I.D., a short form for “identity”, a symbol that represents the meaning of identity. Similarly, elements I received from three of the five people are symbols. I also received a photo of me and my sister when we were young. All elements seem like codes that reveal my identity. On the other hand, I recognized that identity appeared in a fluid form rather than a fixed object. It is because there are multiple meanings interacting with each element. This made me wonder whether a symbol, languages or a still photograph can speak for themselves. Do we share the same thoughts when we are looking at the same symbol? Do our point of view changes according to different culture backgrounds? Is this song meaningful to you when you are reading the lyrics that have been translated? The above thoughts remind me of “punctum”, a term that introduced in Roland Barthes’s Camera Lucida:
Barthes refers to punctum as the element in a photograph that pricks or wounds the viewer. Punctum is not something that generally interests someone, such as a beautiful sunset or, most currently, a collapsing building, which might invoke a recollection of 9-11, thus a national identity. In locating punctum, Barthes wishes to locate only what he himself could see, not what others saw. Punctum was his way of forging individuality; it occurs when one least expects it. It is a small, overlooked detail. “The punctum, then, is a kind of subtle beyond – as if the image launched desire beyond what it permits us to see…”(C.L 59).
Barthes states that the importance of the punctum plays an important role that the meaning of a same photograph would be read differently according to different experiences of the viewers.

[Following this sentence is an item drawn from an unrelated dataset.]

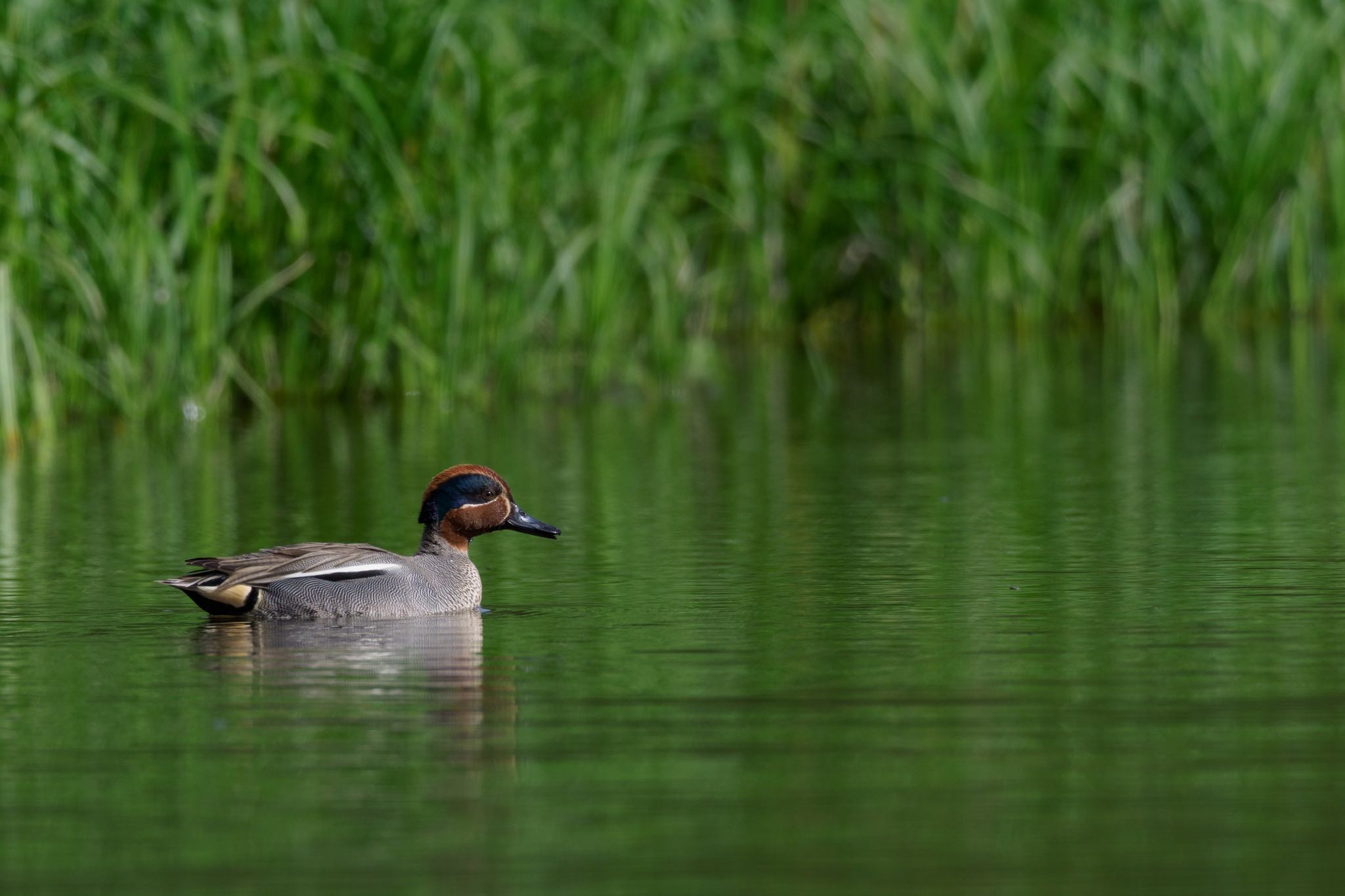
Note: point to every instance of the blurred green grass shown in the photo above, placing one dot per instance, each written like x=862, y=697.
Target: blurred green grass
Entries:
x=305, y=198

In this project, I am going to use punctum as an idea to remake elements came from these five people. Although meanings have been attached to each element when I recieved them, my mind gives a different interpretation from them. For me, experiences are usually appeared in a form of dynamic and personal depiction. Therefore, I would use videos to juxtapose with those still images/text , these juxtaposition could vary with different images/text. This process of remaking and remixing the represention of one’s identity demonstrate the complication of our mind, body and experiences. Symbols, languages and photographs represent our world ideally that generates a hypereality, to give us an I.D.
Friday, December 16, 2011
Sex, Blood and Mastabation

Last night, I went to the media show host by Lawrence, a second year film student. Sitting at hall 301, watching films with sex, blood and mastabation made me feel bad. If the goal of filmmaking is to make some ridiculous, outraging, graphical uncomfortable scene to catch people's attention, why not be a porn movie director? Show your work in somewhere else. Am I conservative? Am I stubborn? I don't know, I have no context of why film students in this school would produce such work.
I don't mean to say that's someone's fault. I just hope that we could take some ethics or critical studies classes and understand what's the meaning of visual representations. As a film producers, let's not waste our resources on filming your process of mastabation and screen them in front of us without any warnings.